La minaccia del Coronavirus sembra stare per scomparire ma è meglio restare vigili sull’argomento. Soprattutto in una regione come la Campania, nella quale i problemi della Sanità sono fin troppi. E per fortuna il virus si è propagato in forma lieve rispetto al Nord Italia. Anche se la Fase 2 sembra essere quasi al termine e si prospetta la riapertura per il prossimo lunedì, è sempre bene tenere alta la guardia. Prevenire è meglio che curare, anche nell’ottica di una possibile seconda ondata del Covid-19, stimata dagli esperti per ottobre.
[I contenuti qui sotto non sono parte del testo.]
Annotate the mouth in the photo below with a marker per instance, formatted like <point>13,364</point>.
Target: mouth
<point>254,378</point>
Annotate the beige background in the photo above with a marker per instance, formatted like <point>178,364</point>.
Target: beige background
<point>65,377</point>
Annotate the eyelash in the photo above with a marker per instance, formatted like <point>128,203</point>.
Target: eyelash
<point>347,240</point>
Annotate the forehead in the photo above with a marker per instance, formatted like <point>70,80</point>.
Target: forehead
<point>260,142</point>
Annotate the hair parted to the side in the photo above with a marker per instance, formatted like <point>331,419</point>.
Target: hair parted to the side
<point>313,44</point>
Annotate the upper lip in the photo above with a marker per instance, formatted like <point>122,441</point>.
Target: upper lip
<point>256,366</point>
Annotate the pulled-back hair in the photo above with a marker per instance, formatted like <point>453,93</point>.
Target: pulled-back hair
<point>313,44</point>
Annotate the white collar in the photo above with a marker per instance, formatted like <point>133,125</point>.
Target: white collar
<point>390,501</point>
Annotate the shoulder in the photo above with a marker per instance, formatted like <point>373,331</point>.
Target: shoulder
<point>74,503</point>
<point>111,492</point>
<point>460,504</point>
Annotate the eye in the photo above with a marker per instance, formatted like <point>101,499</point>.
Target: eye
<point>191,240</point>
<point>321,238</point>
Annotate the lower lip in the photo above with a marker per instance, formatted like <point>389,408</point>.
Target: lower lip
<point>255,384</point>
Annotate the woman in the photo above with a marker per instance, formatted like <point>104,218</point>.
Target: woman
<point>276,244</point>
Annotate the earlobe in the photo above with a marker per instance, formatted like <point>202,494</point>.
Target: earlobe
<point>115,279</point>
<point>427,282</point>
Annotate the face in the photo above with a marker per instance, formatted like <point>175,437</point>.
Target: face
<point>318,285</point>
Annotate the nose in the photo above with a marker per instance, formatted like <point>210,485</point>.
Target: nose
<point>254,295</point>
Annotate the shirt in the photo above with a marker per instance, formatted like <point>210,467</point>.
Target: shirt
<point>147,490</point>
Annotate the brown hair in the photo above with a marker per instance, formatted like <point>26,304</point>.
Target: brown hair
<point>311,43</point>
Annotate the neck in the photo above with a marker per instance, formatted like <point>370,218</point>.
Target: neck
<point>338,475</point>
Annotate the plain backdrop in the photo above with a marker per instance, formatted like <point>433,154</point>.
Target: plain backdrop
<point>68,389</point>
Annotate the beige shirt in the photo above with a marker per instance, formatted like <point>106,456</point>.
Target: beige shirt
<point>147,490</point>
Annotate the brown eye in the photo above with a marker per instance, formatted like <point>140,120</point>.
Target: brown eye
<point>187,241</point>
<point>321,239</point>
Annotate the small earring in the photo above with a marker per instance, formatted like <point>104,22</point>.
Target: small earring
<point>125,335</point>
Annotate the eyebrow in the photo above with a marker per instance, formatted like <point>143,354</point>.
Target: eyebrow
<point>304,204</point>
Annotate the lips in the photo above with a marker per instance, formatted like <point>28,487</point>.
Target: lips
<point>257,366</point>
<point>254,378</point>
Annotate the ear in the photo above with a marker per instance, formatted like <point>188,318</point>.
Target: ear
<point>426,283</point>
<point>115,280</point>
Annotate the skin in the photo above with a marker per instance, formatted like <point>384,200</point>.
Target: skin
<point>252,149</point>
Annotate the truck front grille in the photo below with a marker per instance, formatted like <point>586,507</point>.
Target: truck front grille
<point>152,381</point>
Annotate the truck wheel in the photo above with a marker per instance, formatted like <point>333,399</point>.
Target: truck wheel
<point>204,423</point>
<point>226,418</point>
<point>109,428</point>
Il Governatore continua a lavorare per assicurare alla Campania una Sanità migliore.

Un importante progresso è stato quello del completamento del Covid Center presso la struttura ospedaliera di Caserta: una struttura di avanguardia, dotata di 24 posti letto di terapia intensiva.

E’ lo stesso De Luca a Confessare: “Oggi, grazie a Dio, abbiamo una minore pressione sugli ospedali, ma dobbiamo farci trovare pronti ad ogni evenienza negativa, che speriamo ovviamente non si verifichi, quando ci sarà la riapertura di tutte le attività”. 

Il Presidente della Regione elogia inoltre il grande lavoro fatto dalla Campania e la sua organizzazione: “Il grande lavoro e lo sforzo organizzativo che abbiamo messo in campo in queste settimane, in termini di qualità e di efficienza, è fondamentale per ripartire con ancora maggiore tranquillità, avendo sempre come obiettivo fondamentale la tutela della salute delle persone”.

La Campania si mostra così pronta a ripartire, è stata tra le regioni italiane a rispondere meglio all’emergenza e sarà senz’altro tra quelle che tornerà alla normalità con responsabilità ed efficienza.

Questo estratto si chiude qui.